Há dois mundos. Um popular, maioritário. É o mundo das televisões generalistas, do entretenimento, das telenovelas, dos jornais e revistas que falam dos protagonistas da vida mediática e social. Tem os seus deuses, os seus heróis, os consagrados, as estrelas em ascensão, as estrelas em queda. É uma realidade sem política. Neste mundo, a política só entra quando há um escândalo ou graves suspeitas de corrupção.

É um mundo bastante distorcido, onde é normal gritar aos sete ventos que todos os políticos são bandidos, ou fabricar conquistas em série de mulheres de sonho por homens obviamente gays.
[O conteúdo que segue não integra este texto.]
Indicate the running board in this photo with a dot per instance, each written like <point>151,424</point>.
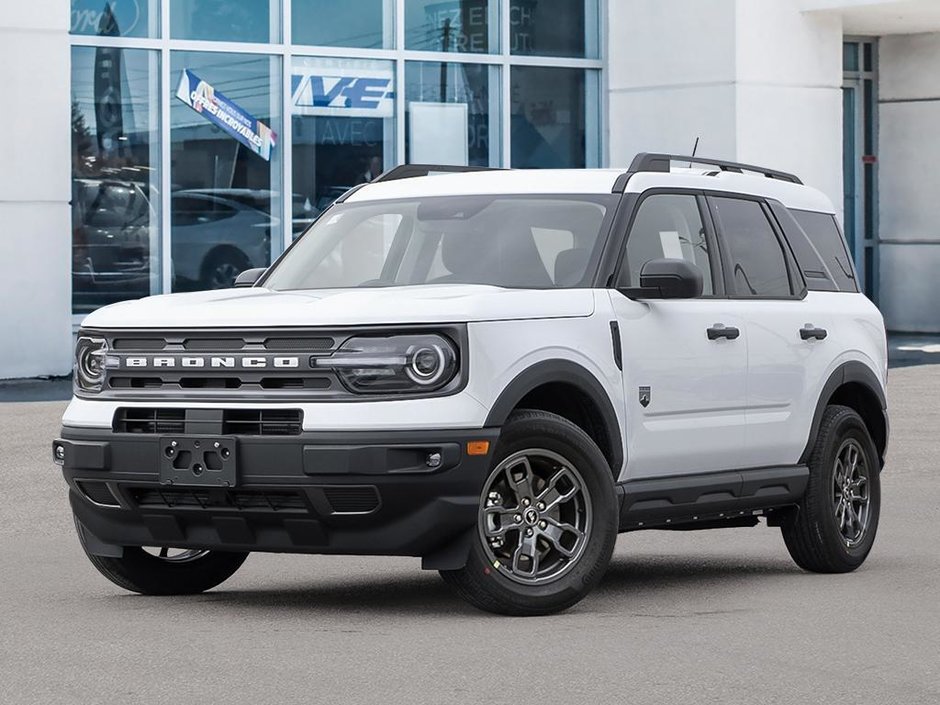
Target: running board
<point>710,498</point>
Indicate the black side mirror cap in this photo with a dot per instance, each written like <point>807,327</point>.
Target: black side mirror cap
<point>249,277</point>
<point>668,279</point>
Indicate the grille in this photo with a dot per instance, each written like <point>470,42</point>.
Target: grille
<point>353,499</point>
<point>262,422</point>
<point>232,422</point>
<point>243,500</point>
<point>166,421</point>
<point>210,364</point>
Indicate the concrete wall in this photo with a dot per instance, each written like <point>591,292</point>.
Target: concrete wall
<point>756,81</point>
<point>909,147</point>
<point>35,222</point>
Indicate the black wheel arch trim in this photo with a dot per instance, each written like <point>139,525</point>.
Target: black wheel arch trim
<point>565,372</point>
<point>847,373</point>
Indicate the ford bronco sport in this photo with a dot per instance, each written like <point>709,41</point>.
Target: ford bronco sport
<point>495,371</point>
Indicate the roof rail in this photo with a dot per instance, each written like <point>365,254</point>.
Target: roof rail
<point>409,171</point>
<point>662,163</point>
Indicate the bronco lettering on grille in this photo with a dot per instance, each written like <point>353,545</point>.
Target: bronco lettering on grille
<point>254,362</point>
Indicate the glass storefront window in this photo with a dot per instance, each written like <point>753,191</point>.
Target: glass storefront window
<point>343,128</point>
<point>225,166</point>
<point>115,176</point>
<point>554,28</point>
<point>185,203</point>
<point>466,26</point>
<point>361,23</point>
<point>226,20</point>
<point>452,113</point>
<point>115,18</point>
<point>552,127</point>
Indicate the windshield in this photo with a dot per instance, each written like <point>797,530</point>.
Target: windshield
<point>520,242</point>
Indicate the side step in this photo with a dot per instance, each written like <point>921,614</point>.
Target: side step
<point>717,499</point>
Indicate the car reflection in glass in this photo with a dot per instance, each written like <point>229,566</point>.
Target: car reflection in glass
<point>216,233</point>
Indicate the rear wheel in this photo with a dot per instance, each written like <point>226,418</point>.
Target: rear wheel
<point>167,571</point>
<point>835,526</point>
<point>547,522</point>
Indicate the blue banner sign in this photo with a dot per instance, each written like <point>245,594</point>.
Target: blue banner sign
<point>343,88</point>
<point>221,111</point>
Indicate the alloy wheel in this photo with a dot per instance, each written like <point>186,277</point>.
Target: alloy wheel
<point>535,516</point>
<point>851,499</point>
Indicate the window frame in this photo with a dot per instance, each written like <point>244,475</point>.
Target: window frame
<point>798,287</point>
<point>622,229</point>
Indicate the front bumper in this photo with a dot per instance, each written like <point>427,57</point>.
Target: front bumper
<point>352,492</point>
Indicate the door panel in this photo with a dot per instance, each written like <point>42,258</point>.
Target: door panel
<point>785,374</point>
<point>695,418</point>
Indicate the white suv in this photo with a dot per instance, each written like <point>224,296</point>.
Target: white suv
<point>496,371</point>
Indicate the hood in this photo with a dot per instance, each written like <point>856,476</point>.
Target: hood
<point>258,307</point>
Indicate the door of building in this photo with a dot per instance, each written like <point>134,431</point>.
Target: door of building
<point>860,159</point>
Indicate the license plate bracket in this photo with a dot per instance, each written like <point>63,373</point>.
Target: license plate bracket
<point>198,461</point>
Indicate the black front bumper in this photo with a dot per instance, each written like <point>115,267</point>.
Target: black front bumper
<point>364,493</point>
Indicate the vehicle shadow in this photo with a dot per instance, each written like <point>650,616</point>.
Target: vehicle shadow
<point>628,579</point>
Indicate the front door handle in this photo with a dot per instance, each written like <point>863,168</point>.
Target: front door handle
<point>721,331</point>
<point>810,332</point>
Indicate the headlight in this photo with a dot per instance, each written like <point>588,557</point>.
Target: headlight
<point>399,363</point>
<point>90,358</point>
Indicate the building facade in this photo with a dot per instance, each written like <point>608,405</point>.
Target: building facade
<point>164,145</point>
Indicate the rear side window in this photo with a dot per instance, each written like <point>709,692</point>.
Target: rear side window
<point>823,232</point>
<point>758,265</point>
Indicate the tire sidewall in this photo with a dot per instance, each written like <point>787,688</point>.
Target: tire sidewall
<point>525,432</point>
<point>848,426</point>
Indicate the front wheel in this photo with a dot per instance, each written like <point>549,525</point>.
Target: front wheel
<point>837,519</point>
<point>166,571</point>
<point>547,522</point>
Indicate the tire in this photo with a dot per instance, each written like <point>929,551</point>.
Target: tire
<point>189,573</point>
<point>221,267</point>
<point>818,540</point>
<point>559,460</point>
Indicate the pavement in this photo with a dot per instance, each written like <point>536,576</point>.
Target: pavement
<point>700,617</point>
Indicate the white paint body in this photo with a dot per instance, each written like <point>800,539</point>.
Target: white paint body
<point>717,405</point>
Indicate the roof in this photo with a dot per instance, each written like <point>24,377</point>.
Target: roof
<point>590,181</point>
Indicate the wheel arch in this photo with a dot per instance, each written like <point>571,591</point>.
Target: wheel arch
<point>565,388</point>
<point>855,385</point>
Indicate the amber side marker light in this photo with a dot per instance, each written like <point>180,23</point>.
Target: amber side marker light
<point>478,447</point>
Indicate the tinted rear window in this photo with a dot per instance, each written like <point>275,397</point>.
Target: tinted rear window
<point>823,232</point>
<point>758,263</point>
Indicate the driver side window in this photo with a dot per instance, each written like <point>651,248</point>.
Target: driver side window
<point>667,226</point>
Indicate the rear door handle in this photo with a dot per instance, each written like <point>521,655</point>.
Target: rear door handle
<point>721,331</point>
<point>810,332</point>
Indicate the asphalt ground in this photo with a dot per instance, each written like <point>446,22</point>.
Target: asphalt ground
<point>700,617</point>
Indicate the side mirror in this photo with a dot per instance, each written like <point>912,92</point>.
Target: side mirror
<point>249,277</point>
<point>668,279</point>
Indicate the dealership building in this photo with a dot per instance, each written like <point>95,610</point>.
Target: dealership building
<point>156,146</point>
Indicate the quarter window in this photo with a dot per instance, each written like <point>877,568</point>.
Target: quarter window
<point>823,232</point>
<point>667,226</point>
<point>758,265</point>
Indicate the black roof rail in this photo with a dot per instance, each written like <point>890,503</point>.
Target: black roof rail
<point>409,171</point>
<point>662,163</point>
Ora, tem de haver limites para a mistificação: nem todos os políticos são bandidos, nem todos os heróis nacionais são heterossexuais.

Depois, há um outro mundo, elitista, minoritário. É o mundo dos canais do cabo, de canais noticiosos, de jornais, revistas e conferências, onde se discute a política e onde se aceita com naturalidade a divisão esquerda/direita. 
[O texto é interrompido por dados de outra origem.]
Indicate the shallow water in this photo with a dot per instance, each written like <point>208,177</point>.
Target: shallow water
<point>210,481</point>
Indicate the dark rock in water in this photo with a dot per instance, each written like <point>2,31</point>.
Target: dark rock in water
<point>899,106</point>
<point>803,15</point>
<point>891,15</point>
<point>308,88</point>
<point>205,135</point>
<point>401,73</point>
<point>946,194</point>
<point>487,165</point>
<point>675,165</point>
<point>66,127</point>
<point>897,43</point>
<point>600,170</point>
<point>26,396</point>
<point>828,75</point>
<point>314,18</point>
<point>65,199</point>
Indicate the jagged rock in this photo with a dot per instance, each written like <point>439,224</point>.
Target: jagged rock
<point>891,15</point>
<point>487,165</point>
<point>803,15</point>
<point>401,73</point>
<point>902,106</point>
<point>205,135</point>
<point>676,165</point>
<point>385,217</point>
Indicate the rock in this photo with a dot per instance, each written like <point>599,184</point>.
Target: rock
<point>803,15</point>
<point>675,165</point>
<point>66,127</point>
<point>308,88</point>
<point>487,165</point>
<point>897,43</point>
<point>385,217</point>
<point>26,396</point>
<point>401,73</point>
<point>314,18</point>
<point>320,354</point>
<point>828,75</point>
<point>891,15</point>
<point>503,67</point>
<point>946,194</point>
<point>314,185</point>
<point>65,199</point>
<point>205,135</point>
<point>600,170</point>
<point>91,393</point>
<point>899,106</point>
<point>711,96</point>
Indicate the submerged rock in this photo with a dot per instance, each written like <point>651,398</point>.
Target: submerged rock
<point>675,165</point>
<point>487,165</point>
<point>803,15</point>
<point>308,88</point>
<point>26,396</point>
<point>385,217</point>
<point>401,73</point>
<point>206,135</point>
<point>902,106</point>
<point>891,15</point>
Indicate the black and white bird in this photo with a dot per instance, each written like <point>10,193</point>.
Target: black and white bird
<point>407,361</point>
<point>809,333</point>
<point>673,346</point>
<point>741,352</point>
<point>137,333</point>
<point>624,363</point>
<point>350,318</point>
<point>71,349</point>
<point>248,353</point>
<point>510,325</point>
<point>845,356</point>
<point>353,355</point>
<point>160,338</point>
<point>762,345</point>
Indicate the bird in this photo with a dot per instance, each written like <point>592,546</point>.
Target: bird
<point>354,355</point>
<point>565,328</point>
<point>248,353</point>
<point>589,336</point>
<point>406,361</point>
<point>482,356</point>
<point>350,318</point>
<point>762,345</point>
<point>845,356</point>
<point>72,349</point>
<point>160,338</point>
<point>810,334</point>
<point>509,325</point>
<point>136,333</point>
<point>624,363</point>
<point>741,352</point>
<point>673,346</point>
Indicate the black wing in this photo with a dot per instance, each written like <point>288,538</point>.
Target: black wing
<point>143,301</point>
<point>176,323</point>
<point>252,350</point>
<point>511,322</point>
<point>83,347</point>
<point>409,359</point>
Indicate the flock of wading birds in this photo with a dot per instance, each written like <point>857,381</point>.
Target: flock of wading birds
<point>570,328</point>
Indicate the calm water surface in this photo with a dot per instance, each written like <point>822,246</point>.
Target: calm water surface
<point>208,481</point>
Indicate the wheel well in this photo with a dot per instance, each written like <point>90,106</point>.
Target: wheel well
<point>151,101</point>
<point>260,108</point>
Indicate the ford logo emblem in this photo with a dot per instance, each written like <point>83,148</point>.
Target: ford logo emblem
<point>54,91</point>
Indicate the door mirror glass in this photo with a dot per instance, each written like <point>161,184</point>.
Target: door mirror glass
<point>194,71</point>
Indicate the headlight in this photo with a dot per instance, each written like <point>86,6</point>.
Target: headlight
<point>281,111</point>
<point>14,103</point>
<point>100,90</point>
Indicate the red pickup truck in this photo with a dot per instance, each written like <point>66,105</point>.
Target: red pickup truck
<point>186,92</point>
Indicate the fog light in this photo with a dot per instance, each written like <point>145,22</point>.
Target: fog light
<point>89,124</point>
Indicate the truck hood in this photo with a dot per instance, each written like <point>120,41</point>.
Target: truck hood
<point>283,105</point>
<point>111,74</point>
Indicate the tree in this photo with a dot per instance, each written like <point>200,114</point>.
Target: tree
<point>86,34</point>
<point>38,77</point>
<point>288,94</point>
Belmiro de Azevedo resolveu gastar dinheiro num jornal diário para as elites. Conseguiu-o, mas rapidamente se converteu num jornal de esquerda. Nos últimos anos, então, não houve causa ultraminoritária que não encontrasse ali guarida. O Público está para o Bloco de Esquerda como os No Name Boys estão para o Benfica: quando esmorece o ânimo ou faltam as pernas aos rapazes, a claque está lá para puxar por eles.

Um grande capitalista, um grande empresário, paga muito dinheiro para manter um jornal que bate em tudo aquilo em que o homem acredita e defende. Das duas, uma: ou é esquizofrenia ou é patriotismo.

Alexandre Soares dos Santos, um dos homens mais ricos do país, tem uma inclinação idêntica: fez a Fundação que, entre várias coisas, criou a Pordata, edita livros às dezenas e faz conferências. Em suma, um excelente trabalho.

Nas conferências há sempre uns autores de extrema-esquerda que lá vão pregar as alegrias do comunismo, do anarquismo ou da simples saída da União Europeia. Sentado na primeira fila, o homem ouve em silêncio os dislates pagos pelo seu dinheiro.

Na semana passada, a Fundação Francisco Manuel dos Santos trouxe a Portugal Vargas Llosa para falar de democracia. Foi candidato presidencial ao Peru, tendo perdido para um ditador. É Nobel da Literatura. Aliás, o último livro que escreveu, Cinco Esquinas, passa-se nesses anos de chumbo da ditadura de Fujimori.

Vargas Llosa falou durante uma hora. Os políticos não apareceram. A esquerda da cultura, sempre tão prosélita, não pôs lá os pés. Os jornais populares não quiseram saber, os jornais sérios não ligaram. Foi uma lição.

Neste momento, Portugal, democraticamente, não se recomenda. Vigora a ditadura do pensamento único de esquerda. São precisas mais pessoas com capital e com coragem para pagar jornais, conferências, eventos onde se pratique a liberdade.